Os filhos, netos e bisnetos receberam sua “herança”, e seguiram conhecidos por serem a “família da tal marca”. Falavam pouco sobre o empreendedor, afinal, não tiveram a oportunidade de saber muito o que ele sentia ou pensava - ‘estava sempre trabalhando pela família’. A marca passou a sobreviver por si. Ela não precisava mais daquele pioneiro. Por meio dele muitos outros tinham surgido. Muitas outras pessoas “vestiam a camiseta” e “davam o sangue” pela empresa. Muitos passaram a trilhar o seu caminho, e era só isso que a marca precisava! Assim ela foi, eternizando-se, como uma poderosa entidade, enquanto o grupo cada vez maior dedicava suas energias ao tratado sedutor (tempo x dinheiro). “Fizemos parte dessa história”, diziam, quando chegava-lhes o fim. 

Empreender é maravilhoso, mas, como em tudo, é prudente a busca pelo equilíbrio. Nossas conquistas produzem “mais vida”, e para quem? O que, de fato, significam nossas empresas? Diante dessa reflexão sugerimos a leitura dos conteúdos dessa edição da NOI, preparados com muito cuidado e amor, no intuito de promover a busca de todos pela sanidade e pela saúde espiritual (que nos parece ser o bem mais precioso que uma pessoa pode ter).

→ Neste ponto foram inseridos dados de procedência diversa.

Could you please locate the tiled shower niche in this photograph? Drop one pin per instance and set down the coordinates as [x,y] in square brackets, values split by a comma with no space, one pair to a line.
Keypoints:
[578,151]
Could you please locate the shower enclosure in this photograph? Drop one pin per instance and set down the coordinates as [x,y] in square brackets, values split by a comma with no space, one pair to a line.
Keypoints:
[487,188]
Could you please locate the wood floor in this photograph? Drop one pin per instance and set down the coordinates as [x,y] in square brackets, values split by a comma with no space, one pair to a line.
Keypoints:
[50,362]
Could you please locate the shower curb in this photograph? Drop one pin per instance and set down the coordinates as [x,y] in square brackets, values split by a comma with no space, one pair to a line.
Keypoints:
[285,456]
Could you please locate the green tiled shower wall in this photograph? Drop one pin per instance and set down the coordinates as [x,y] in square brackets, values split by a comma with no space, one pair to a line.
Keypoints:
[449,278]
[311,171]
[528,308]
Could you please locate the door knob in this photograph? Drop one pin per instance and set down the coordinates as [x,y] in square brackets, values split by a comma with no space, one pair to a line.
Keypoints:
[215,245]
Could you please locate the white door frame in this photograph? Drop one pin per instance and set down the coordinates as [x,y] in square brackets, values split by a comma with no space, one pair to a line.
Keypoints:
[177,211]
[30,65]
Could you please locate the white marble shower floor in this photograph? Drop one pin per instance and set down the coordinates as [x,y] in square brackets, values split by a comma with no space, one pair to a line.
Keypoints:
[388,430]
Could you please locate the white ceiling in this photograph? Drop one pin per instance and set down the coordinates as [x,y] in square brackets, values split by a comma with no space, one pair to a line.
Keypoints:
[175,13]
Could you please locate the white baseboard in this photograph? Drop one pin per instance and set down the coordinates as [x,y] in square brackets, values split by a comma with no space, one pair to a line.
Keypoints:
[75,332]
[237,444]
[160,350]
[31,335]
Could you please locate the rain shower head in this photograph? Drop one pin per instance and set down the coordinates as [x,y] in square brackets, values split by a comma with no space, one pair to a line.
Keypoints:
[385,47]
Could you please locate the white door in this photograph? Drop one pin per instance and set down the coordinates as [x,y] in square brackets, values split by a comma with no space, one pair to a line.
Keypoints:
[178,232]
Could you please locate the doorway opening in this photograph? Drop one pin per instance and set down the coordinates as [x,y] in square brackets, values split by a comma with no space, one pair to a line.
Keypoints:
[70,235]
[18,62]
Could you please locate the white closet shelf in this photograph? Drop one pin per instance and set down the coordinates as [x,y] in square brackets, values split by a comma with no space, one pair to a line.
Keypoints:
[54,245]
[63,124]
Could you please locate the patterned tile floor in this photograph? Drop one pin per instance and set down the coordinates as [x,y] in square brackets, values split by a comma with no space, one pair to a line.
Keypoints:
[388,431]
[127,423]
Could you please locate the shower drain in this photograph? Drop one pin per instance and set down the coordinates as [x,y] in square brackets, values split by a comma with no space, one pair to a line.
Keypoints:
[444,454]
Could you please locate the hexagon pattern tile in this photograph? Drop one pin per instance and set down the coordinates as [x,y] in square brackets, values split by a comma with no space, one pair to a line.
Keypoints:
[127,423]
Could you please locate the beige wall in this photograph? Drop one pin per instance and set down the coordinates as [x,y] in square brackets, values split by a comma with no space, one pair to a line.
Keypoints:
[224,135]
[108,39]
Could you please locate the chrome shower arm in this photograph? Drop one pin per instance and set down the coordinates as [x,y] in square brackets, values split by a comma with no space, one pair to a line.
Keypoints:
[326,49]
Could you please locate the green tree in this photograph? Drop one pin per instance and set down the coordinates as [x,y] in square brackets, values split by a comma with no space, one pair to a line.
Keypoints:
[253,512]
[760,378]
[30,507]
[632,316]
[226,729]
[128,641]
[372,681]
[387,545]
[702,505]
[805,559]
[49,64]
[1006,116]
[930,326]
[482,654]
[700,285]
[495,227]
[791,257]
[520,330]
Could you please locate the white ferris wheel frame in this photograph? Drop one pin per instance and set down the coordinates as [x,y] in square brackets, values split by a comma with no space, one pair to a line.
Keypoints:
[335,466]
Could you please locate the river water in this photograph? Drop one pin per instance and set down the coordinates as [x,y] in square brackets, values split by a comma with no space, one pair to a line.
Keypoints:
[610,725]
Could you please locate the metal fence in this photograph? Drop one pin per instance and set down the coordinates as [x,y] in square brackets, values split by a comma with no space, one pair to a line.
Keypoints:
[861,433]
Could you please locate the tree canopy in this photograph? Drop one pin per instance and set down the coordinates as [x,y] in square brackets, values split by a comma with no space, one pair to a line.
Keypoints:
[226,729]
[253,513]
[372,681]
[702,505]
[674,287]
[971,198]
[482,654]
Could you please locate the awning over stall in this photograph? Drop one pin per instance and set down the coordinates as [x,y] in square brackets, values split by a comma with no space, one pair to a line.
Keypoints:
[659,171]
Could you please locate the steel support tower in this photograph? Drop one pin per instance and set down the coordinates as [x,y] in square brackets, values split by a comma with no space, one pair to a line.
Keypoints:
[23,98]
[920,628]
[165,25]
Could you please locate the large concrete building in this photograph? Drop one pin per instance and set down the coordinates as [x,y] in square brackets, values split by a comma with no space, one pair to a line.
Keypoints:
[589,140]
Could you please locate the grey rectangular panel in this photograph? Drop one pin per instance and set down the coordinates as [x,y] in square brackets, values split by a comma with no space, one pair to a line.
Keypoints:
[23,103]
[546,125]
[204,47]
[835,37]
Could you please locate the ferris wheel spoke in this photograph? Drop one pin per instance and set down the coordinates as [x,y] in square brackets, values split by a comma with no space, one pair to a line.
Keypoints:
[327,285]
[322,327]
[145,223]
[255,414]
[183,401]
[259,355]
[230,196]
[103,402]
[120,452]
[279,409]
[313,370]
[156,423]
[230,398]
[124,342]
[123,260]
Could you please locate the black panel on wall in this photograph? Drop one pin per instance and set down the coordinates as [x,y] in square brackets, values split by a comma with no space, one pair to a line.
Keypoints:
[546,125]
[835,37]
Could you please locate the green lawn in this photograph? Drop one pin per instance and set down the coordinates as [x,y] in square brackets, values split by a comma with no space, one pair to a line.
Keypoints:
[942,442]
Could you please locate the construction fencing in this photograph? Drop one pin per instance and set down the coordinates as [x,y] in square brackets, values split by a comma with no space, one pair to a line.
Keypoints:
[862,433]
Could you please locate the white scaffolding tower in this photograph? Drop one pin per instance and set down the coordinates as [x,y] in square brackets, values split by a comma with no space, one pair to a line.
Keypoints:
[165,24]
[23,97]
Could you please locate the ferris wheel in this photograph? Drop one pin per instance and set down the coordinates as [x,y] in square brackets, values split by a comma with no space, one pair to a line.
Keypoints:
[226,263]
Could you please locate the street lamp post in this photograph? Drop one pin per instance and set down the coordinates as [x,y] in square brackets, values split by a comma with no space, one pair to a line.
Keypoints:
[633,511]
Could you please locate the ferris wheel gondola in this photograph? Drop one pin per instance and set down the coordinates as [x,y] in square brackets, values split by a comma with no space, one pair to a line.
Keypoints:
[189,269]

Queremos fomentar iniciativas que instiguem nossos leitores a buscar qualidade de vida (vida de verdade). Nesse sentido destacamos veementemente a bela reportagem a respeito dos 70 anos da Marcopolo, empresa que prioriza a valorização das pessoas, bem como a coluna do montanhista Mauro Chies (pg.88), concluindo esse editorial com a primeira pergunta que deveríamos nos fazer, todos os dias, ao despertarmos: O que é o meu sucesso hoje?